I've read a few posts to understand the significance of a singular metric tensor ($det(g)=0$), but I'm yet unclear as to why one representation (covariant) of the metric was non-singular, while the other (contra) was singular when they should be describing the same thing.

Aren't they related by $G_{co}= \frac{1}{G_{contra}}$?

How is this possible if only one of them is singular?

One last note: this paper(On Degenerate Metrics and Electromagnetism, T.P Searight) seemed to acknowledge this problem, but I got lost in the heavy algebra because I didn't take a GR class yet

Answer 1

Due to the invariance of the line element $ds^2$ we can use the following relation: (here we assume that the coordinates $x^\mu = (x^0, x^1, x^2, x^3)$ are from a cartesian Minkowski metric $\eta_{\mu\nu}$):

$$ g_{ij} dq^i dq^j =ds^2= dx^\mu dx^\nu \eta_{\mu\nu} = \frac{\partial x^\mu}{dq^i} dq^i \frac{\partial x^\nu}{dq^j} dq^j \eta_{\mu\nu} \equiv \frac{\partial x^\mu}{dq^i} \frac{\partial x^\nu}{dq^j}\eta_{\mu\nu} dq^i dq^j$$

Einsteinian summation convention is assumed. From this it should be plausible that one has the following transformation law:

$$g_{ij} = \frac{\partial x^\mu}{dq^i} \frac{\partial x^\nu}{dq^j}\eta_{\mu\nu} $$

The advantage of this particular case is that one only needs to compute the products of differential quotients for $(\mu,\nu) = (0,0;\, 1,1;\, 2,2;\, 3,3)$. This should allow to compute the components of the metric tensor $g_{ij}$ as it was required. I did not check on the singular character of the matrix $(g_{ij})$, but I guess as it was an exam question that the result should be kind of reasonable.
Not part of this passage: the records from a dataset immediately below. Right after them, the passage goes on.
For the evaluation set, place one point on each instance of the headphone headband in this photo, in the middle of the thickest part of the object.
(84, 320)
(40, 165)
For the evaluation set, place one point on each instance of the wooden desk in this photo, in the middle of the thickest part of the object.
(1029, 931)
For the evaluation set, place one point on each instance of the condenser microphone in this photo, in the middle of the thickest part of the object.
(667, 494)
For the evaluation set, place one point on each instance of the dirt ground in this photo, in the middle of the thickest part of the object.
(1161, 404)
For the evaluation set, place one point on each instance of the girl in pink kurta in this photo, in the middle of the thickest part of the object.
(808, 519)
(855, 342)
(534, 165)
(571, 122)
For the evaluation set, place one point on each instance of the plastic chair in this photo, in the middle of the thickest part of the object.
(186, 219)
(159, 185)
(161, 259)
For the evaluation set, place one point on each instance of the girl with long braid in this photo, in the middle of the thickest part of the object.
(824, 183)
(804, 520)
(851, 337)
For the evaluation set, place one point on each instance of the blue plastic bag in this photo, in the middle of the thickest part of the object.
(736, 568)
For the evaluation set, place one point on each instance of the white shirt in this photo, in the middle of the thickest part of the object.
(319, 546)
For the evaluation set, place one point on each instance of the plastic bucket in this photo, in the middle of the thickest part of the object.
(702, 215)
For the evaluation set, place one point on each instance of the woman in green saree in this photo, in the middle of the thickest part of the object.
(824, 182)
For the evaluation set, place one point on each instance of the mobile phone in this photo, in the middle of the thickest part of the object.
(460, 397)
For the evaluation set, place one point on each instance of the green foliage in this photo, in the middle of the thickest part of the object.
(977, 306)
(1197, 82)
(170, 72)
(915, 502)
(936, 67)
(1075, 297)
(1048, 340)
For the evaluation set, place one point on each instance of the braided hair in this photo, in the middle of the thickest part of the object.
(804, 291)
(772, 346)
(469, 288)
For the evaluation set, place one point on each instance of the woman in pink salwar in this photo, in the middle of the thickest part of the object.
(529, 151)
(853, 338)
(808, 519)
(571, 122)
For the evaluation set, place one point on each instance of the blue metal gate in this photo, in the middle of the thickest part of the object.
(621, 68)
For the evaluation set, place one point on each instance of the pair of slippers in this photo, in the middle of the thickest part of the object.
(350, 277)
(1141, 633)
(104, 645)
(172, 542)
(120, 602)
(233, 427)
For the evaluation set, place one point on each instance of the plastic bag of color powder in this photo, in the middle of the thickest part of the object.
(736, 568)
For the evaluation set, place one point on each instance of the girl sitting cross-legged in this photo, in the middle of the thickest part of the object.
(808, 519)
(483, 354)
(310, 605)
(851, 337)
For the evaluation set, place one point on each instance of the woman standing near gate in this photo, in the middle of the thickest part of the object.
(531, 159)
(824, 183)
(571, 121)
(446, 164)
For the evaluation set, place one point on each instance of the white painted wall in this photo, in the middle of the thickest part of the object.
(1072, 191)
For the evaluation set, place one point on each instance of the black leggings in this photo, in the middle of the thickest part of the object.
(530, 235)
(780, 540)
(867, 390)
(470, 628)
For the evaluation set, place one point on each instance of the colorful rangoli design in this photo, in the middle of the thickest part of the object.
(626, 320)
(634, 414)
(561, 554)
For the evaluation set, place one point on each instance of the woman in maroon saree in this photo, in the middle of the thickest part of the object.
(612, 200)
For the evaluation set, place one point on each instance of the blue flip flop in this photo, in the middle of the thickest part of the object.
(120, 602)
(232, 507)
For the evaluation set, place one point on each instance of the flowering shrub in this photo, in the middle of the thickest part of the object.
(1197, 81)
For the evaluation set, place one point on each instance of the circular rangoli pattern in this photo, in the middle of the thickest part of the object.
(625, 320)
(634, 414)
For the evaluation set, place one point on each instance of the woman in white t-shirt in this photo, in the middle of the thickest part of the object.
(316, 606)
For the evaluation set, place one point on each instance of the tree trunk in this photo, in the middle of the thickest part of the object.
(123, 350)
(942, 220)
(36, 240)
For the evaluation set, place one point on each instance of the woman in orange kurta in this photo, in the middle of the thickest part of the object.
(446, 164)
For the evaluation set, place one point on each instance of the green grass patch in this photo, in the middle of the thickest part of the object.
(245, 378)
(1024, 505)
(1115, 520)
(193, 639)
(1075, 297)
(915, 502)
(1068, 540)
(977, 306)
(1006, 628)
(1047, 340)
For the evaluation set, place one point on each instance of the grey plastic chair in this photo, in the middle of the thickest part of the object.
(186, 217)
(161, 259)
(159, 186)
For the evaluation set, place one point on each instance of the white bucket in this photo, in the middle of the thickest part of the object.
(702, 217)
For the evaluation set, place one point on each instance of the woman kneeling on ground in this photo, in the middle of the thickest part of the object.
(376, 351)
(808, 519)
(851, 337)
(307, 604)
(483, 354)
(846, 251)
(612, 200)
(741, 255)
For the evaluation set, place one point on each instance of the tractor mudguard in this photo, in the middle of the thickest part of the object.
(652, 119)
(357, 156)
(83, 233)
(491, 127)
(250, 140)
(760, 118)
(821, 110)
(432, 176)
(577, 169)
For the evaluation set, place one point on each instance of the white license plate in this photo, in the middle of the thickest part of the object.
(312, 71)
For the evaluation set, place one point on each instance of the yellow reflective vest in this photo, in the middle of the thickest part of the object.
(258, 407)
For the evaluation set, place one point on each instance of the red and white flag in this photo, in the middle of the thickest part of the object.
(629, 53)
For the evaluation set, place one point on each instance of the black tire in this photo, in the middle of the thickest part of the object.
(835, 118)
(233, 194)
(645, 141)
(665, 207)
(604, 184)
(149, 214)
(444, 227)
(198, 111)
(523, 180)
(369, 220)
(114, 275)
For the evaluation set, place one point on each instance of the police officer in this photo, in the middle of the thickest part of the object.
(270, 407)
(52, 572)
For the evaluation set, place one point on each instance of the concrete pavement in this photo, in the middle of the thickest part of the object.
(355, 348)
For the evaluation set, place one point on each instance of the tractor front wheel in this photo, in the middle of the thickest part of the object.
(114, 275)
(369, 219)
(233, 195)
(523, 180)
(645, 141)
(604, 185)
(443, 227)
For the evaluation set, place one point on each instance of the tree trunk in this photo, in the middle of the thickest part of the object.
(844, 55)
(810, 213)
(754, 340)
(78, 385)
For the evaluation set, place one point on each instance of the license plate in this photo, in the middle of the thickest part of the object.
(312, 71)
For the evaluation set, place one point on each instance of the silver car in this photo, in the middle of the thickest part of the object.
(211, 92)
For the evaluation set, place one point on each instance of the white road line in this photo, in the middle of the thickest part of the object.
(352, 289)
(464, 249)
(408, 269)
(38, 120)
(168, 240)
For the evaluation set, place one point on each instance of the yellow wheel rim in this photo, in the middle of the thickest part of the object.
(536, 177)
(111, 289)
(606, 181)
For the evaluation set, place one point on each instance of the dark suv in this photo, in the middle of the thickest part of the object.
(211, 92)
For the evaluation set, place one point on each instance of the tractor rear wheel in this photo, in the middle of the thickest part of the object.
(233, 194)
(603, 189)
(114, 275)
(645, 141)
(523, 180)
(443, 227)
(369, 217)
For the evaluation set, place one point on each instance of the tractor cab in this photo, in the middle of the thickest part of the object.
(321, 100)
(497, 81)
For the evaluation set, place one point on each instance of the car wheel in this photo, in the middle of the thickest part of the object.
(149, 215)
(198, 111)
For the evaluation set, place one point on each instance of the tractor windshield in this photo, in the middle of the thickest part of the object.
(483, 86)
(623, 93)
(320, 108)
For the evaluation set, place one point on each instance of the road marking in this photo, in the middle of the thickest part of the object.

EDIT: Contravariant and covariant metric tensor components are related by

$$ g^{ij}g_{jk} = \delta^i_k$$

i.e. indeed there are reciprocal to each other. By the way, for particular values of the coordinates the metric tensor can form a singular matrix (i.e. without inverse) or even not be defined, as it is the case for instance for the Schwarzschild metric:

$$ds^2 = \left(1-\frac{GM}{r c^2}\right) dt^2 - \left(1-\frac{GM}{r c^2}\right)^{-1} dr^2 -r^2 d\Omega^2$$

which is not defined for $r_s=GM/c^2$, the Schwarzschild radius. Then in this area $r_s$ other coordinates have to be chosen, for instance Kruskal-coordinates.